Validation of the protocols based on measured particle masses, particle contents and molar ratios

Given the dual role of the media on the extraction efficiency and the instrumental detection limits, the use of particle masses and particle contents is necessarily more nuanced for optimizing the particle extractions. In this case, particle masses and particle contents were compared with the assumed least aggressive extraction, i.e. ultrapure water. Our hypothesis was that, with respect to the extraction in water, particle mass gains would indicate an agglomeration, while particle mass losses would be indicative of dissolution. Similarly, changes to the proportions of Hg[thin space (1/6-em)]:[thin space (1/6-em)]HgSe NP with respect to what was observed in water or variations in the Se[thin space (1/6-em)]:[thin space (1/6-em)]Hg ratios would be indicative of selective perturbations of the Hg species.

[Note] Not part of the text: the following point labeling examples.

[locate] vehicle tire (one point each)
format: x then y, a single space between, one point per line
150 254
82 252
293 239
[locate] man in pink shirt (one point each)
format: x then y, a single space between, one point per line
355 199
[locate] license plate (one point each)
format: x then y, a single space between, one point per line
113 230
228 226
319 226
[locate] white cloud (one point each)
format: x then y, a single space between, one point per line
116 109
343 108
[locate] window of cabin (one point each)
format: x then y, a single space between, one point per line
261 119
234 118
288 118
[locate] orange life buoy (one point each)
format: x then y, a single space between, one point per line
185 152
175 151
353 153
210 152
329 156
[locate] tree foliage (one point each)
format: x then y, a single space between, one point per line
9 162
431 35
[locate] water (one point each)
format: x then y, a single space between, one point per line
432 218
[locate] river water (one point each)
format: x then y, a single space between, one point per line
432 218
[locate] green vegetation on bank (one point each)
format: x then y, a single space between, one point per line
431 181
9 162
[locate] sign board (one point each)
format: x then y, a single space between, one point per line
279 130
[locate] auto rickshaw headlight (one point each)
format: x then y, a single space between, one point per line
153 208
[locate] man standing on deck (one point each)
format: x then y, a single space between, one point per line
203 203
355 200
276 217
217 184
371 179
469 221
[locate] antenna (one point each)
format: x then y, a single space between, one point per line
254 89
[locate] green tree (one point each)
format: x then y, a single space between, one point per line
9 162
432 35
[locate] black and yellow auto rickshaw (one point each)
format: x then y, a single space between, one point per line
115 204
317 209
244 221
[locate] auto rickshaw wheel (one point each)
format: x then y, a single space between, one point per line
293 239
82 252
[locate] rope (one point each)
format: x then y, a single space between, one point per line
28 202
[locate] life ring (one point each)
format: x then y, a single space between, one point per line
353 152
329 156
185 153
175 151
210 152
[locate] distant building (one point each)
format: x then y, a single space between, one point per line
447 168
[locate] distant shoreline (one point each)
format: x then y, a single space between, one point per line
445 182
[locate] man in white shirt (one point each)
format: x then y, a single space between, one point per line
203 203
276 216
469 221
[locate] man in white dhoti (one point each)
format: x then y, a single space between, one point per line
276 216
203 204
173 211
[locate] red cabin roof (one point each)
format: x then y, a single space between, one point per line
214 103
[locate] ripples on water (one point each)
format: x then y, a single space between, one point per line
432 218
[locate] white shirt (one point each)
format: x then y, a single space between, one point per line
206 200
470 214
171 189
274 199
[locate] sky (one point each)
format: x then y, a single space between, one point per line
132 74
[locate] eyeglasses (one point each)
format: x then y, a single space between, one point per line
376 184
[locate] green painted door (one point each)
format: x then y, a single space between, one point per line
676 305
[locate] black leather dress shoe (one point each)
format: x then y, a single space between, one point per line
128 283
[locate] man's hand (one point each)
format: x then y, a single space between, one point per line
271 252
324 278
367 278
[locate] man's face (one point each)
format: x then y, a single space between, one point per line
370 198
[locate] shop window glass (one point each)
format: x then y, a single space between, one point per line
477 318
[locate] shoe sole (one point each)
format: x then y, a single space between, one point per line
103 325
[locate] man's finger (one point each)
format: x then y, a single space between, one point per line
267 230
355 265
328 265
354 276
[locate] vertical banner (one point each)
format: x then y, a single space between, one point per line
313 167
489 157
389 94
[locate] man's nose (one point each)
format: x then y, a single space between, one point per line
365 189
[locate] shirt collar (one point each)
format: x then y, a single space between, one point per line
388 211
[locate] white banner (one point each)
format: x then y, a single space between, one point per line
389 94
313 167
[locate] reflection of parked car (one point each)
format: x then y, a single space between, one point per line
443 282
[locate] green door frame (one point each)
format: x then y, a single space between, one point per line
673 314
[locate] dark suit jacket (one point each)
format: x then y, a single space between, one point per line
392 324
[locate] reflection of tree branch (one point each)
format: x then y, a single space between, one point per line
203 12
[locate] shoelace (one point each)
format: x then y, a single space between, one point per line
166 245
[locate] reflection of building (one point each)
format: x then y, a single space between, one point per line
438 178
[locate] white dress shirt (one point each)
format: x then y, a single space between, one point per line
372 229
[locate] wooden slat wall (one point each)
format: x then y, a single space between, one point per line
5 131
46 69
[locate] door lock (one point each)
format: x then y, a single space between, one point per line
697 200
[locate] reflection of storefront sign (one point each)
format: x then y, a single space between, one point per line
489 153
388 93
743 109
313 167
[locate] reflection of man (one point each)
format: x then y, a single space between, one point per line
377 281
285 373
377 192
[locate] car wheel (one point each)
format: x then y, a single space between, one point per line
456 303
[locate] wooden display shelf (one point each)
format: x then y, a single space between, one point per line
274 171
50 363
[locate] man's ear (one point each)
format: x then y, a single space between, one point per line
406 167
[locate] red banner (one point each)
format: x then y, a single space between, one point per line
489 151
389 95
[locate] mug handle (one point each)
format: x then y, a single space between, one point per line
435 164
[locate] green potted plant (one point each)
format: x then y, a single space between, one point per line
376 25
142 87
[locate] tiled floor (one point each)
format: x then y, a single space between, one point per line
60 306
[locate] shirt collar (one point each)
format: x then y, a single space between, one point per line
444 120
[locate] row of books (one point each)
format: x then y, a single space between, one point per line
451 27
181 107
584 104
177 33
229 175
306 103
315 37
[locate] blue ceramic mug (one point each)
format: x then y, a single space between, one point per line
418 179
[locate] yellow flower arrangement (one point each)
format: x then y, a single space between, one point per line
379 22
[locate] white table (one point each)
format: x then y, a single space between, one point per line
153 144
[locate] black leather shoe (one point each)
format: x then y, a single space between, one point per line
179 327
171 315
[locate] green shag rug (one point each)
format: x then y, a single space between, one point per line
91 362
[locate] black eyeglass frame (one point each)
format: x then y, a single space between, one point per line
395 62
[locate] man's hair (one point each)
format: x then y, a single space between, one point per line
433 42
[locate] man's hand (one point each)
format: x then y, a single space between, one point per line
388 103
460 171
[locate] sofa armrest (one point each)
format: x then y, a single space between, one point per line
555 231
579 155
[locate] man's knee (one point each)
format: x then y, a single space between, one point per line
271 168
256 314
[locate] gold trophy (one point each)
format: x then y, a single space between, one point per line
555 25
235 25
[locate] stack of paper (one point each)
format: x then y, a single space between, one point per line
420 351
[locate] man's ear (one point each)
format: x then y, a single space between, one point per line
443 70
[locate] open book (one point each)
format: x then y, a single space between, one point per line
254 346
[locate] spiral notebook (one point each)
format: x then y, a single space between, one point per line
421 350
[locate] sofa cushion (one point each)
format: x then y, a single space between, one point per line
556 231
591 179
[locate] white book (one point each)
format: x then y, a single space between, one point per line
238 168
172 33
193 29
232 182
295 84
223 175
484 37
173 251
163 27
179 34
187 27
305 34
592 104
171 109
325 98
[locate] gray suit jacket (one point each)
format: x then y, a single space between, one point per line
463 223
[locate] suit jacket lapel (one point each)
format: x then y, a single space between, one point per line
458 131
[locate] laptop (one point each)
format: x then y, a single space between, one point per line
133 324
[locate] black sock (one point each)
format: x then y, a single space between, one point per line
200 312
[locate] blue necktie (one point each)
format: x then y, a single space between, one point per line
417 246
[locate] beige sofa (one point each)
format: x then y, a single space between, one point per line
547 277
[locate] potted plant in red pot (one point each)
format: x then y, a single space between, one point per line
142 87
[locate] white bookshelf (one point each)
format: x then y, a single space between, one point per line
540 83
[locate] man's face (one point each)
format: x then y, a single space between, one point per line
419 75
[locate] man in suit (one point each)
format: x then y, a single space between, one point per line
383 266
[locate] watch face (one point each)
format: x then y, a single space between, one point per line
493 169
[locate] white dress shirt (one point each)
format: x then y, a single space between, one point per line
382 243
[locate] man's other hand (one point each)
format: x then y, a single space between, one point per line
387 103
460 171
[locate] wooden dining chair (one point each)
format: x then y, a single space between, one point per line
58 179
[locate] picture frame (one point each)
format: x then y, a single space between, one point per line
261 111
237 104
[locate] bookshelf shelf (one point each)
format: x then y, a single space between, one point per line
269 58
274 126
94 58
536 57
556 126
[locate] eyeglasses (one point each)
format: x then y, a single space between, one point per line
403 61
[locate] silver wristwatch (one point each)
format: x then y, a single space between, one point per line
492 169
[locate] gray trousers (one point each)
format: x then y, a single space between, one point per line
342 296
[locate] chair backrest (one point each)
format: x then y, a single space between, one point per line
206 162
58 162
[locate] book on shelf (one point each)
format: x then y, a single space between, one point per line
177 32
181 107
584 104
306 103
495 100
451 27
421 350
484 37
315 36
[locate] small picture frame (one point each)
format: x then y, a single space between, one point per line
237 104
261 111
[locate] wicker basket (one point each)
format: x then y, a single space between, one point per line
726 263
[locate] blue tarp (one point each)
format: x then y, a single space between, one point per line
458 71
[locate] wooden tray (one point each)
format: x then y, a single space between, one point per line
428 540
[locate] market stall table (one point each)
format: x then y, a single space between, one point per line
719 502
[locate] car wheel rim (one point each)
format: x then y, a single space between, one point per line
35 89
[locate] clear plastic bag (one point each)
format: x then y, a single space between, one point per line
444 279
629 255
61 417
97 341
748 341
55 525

Significant differences were observed among the particle mass distributions obtained using the different extraction methods (one-way ANOVA, Tukey's HSD post-hoc testing, α = 0.05) (Table 2). While all methods showed some differences, when compared to the particle masses in water, the mass of Hg single element particles was closest for the lipase extraction, differing by only −6.7 fg (p = 0.375), while the proteinase protocol showed a moderate deviation from the water protocol (−14.7 fg, p = 0.017). Formic acid showed a moderate increase (+20.3 fg, p = 0.002), while TMAH showed the largest differences with respect to water, with much larger (but far fewer) particles being observed (+72.5 fg, p < 0.001). On the other hand, for determinations of the HgSe particle mass, the lipase protocol (−5.8 fg, p = 0.803) and the proteinase protocol (−14.3 fg, p = 0.202) showed apparent decreases, which were not significant. Finally, formic acid showed a substantial increase compared to water (+33.1 fg, p < 0.001). The largest positive deviation with respect to water (+96.2 fg, p < 0.001) was observed when extracting the HgSe particles with TMAH. Indeed, the TMAH extraction yielded distributions with fewer but substantially larger particles, suggesting that agglomeration was occurring. Such observations are consistent with a recent study,30 which suggested that the TMAH extraction of tissues can substantially alter particle number and particle mass distributions, resulting in significant transformations of the target nanomaterials.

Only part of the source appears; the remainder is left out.